Black Mountain tourism increases despite the pandemic. Do benefits outweigh drawbacks?
Tourism creates benefits, from boosting the economy to providing patronage of local businesses and encouraging people to visit Black Mountain. But excessive visitation can have drawbacks, too, making tourism a topic of debate.
As of June, the tourism numbers recorded by the Chamber of Commerce were over 200% higher than in 2019 and 2020.
"Because of the pandemic, people were visiting smaller towns with lower density rather than urban areas with high density," said Sharon Tabor, the executive director of the Black Mountain-Swannanoa Chamber of Commerce. "They felt safer."
According to Tabor, most of Western North Carolina saw record room tax collections for rentals. She said that while room occupancy for cabins jumped up to around 80%, hotels dropped between 20% and 50% in Asheville and the surrounding areas.
"After the initial portion of the pandemic, it felt like even more tourism than we normally had," said Jen Billstrom, the proprietor of Velo Girl Rides.
Billstrom has done research into the impact of tourism, particularly how bike tourism increases visitation to rural communities.
"We're going through pretty painful growing pains, in my opinion, where we've reached this state where we have so much tourism, it's hard to feel like it's our town," Billstrom said.
However, since so many locals find employment through tourism, seeing the positives and negatives in the industry becomes more complex than simply good or bad, according to Billstrom.
"It's not a black or white issue," Billstrom said. "So many of our neighbors make their living through tourism. That's why Western North Carolina is what it is."
Tabor said 19 new businesses opened in Black Mountain, seven expanded and at least two or three plan to open this year.
"Black Mountain has always been a tourist destination," said LeAnne Johnson, director
of the Swannanoa Valley Museum & History Center.
Johnson said that as the town established itself, people stopped on their way through, laying the foundation for the tourist town it is today. From an escape from the heat for North Carolinians in the flat lands to a tuberculosis recovery center, people have flocked to the area since the town was established.
"People come here now, of course, for the mountains, the scenic hiking and just for the small town feel," Johnson said. "We also have a strong arts culture here."
Increased tourism helps keep the community thriving but also presents less apparent drawbacks.

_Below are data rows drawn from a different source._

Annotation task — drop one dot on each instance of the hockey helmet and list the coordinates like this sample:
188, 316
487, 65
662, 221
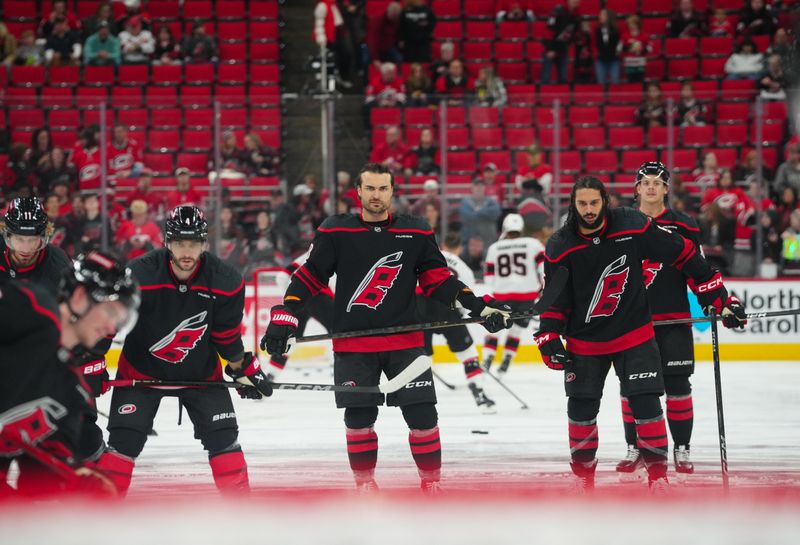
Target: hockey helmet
653, 168
186, 222
513, 223
26, 216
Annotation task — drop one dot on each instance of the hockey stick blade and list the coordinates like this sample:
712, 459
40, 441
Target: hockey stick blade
549, 295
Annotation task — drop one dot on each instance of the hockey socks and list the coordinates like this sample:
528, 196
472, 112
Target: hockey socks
680, 416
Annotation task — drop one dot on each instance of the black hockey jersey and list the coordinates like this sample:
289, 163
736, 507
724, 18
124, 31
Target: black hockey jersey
603, 309
42, 398
666, 286
48, 269
377, 266
183, 328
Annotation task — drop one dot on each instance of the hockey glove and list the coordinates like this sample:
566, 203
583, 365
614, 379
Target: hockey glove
279, 337
251, 375
554, 355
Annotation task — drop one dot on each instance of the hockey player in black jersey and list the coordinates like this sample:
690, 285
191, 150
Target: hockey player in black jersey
378, 259
666, 295
604, 316
191, 316
44, 402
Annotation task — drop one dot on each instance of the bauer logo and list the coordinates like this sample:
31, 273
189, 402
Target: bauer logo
128, 408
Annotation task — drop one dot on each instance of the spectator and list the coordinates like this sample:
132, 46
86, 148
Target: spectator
788, 173
103, 14
258, 159
330, 31
415, 34
386, 90
691, 113
29, 53
124, 154
426, 155
198, 47
489, 88
563, 23
137, 43
382, 34
456, 84
635, 47
59, 11
755, 19
183, 192
138, 235
167, 51
686, 22
720, 26
8, 46
418, 85
514, 10
102, 47
62, 47
262, 245
479, 213
607, 44
536, 175
773, 82
746, 62
145, 193
393, 153
653, 111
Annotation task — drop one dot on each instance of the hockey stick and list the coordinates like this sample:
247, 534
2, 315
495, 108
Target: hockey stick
723, 446
751, 316
549, 295
414, 370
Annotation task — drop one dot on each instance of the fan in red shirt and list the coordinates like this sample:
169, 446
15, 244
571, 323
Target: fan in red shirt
183, 193
138, 235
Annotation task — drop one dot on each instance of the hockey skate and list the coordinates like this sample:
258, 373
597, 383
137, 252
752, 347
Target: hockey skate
485, 404
631, 468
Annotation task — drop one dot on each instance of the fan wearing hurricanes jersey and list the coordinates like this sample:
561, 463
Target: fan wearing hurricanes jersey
44, 401
378, 259
191, 316
514, 275
604, 315
458, 338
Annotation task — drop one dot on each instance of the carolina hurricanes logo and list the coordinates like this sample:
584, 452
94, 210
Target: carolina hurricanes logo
377, 282
650, 271
608, 290
31, 423
174, 347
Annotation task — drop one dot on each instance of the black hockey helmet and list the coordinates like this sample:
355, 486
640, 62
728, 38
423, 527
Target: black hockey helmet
186, 223
26, 216
653, 168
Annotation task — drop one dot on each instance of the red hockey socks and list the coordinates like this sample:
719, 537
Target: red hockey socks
680, 415
230, 472
118, 468
628, 422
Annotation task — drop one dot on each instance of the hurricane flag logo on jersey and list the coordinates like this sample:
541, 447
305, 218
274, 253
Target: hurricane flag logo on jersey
376, 283
608, 290
650, 271
175, 346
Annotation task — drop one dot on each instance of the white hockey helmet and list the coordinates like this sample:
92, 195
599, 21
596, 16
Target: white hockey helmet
513, 223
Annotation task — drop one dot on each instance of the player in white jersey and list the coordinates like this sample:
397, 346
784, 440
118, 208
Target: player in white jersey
514, 274
458, 338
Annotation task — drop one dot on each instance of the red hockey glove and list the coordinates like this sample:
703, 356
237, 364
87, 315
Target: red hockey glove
554, 355
250, 374
279, 337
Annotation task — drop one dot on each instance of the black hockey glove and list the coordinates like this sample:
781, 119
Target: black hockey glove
554, 355
251, 375
279, 337
496, 314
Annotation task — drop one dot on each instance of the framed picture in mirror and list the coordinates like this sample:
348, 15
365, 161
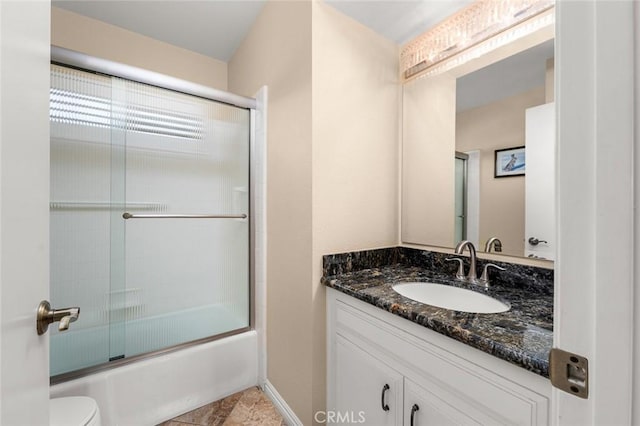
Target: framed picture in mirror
510, 162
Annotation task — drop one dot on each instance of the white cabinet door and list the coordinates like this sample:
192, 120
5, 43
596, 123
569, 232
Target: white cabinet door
424, 407
367, 390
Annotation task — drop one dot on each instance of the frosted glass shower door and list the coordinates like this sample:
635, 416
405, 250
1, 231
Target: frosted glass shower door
139, 178
187, 270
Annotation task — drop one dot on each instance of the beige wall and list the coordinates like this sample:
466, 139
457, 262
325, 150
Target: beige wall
332, 98
499, 125
428, 146
96, 38
549, 85
355, 152
277, 53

According to Johnson, many locals don't appreciate the impermanence of the visitors. Especially during a time when finding housing can be a challenge, the fact that many available living spaces serve as short-term rentals such as Airbnbs doesn't make things any easier.
Airbnb lists more than 300 places to stay in Black Mountain. Reviews are overwhelmingly positive for the more than 14,000 guests who have stayed in the area.
Due to Black Mountain's proximity to the outdoors, many people visit to enjoy the mountains. That can lead to overuse of trails and popular destinations, sometimes requiring additional maintenance. Tabor cited the example of Max Patch, a favored camping area in Madison County that issued a two-year camping ban in an effort to reduce the impact on natural resources.
"People started experiencing outdoor tourism and to degrees they would not have done before, just to get outside and feel safe," Tabor said.
Billstrom said she heard local businesses in town experienced banner years. However, the balance between allowing tourism within the town while slowing the flow remains a concern for locals.
"Striking a balance between too much and not enough will be challenging," Billstrom said.